I think this is equivalent to saying the shares cost $1.50.

Saying the shares cost $1 and the investor is liable for another 50 cents, is really just a convoluted way of saying that the shares cost $1.50. The only difference is that when each share that is purchased for $1.50 it also includes the option to borrow up to 50 cents interest-free from the bank if you like.

I don't see why it would be useful or efficient to bundle an optional interest-free loan with the sale of each share of bank common stock.

Jeremy, Alabama writes:

It would be better to put a portion of distributed profits into escrow for so many years.

But this whole thread is dripping with liberal belief in forcing an outcome, without concern for unanticipated consequences. But the unintended consequences are everything. We are discussing changing liability structures to force 'approved' behavior onto banks. Here are some consequences:

- banks must now buy even greater political protection

- if liability rules are very onerous, ownership will be laundered through offshore corporations, making them ever more unregulatable

These people have billions at stake, and they are smarter than you. When you say you have the power to do something, then you are asserting that the power exists, and you have added that power to the weapons available to the people who already have billions.

Big money is going to do what it is going to do. The absolute best you can hope for is transparency. Onerous rules ensure that will not happen. Call me old-fashioned, but the only way to enforce proper market discipline onto banks is to let them fail, the bigger the better.

Daniel Artz writes:

Just why are the posters on this topic so intent on finding a way to punish, or create anti-risk incentives for, shareholders? One of the defining characteristics of the corporate form is a division between ownership and control. If risky behavior by banks is the problem, then put the incentives on those with the power to change that behavior; the officers, directors, and managers, not the shareholders.
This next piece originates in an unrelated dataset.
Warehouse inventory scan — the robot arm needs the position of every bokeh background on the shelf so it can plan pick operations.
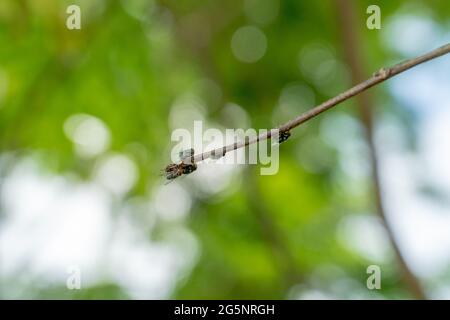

Of course, risky behavior by banks becomes much less of a public problem if we just do away with the entire notion of "too big to fail" in the first place, and either eliminate Federal Deposit Insurance, or at least impose risk-rated premiums for that insurance, so that as a bank becomes more unstable, it's cost of maintaining FDIC insurance increases substantially.

Andrew Wallen writes:

The attached link leads to a paper on the trading of unlimited liability bank shares from the 1820s through 1879 in the UK.

http://www.cbr.cam.ac.uk/pdf/WP241.pdf

This seems like a possible, market based solution. My guess is that people would realize that banking carries a large down-side risk (similar to selling short on a stock). The result could mean banks become smaller and less capitalized when compared with banks today because fewer people are willing to accept the risk.

[comment submitted Feb. 12; restored after accidentally being deleted from our spam folder. We apologize for the inconvenience. -- Econlib Ed.]

Floccina writes:

I think that the current system has feedback problems that make it tough to remain stable but making corporations loose their limit liability status slowly and progressively as leverage goes up might be a plus but it would have to be a complicated to cover all possibilities and avoid periodic running for the exits.

Better IMO to work on the feedback problems so that banks are strengthened by the failure of their competitors (and are encouraged to lend more and spend more). If banks are measured against other banks only the weakest banks could ever fail. With he current system all banks can all fail at once as they can be out competed by Government bills and bonds. I think some free banking schemes would work this way.

diomavro writes:

Although I agree that limited liability doesn't fit banking I don't think that a fixed loss is really a good idea. Just make it unlimited liability, if it was a fixed loss per share, then companies would just buy back their shares to ensure their investors have shares worth more and are liable for less loss.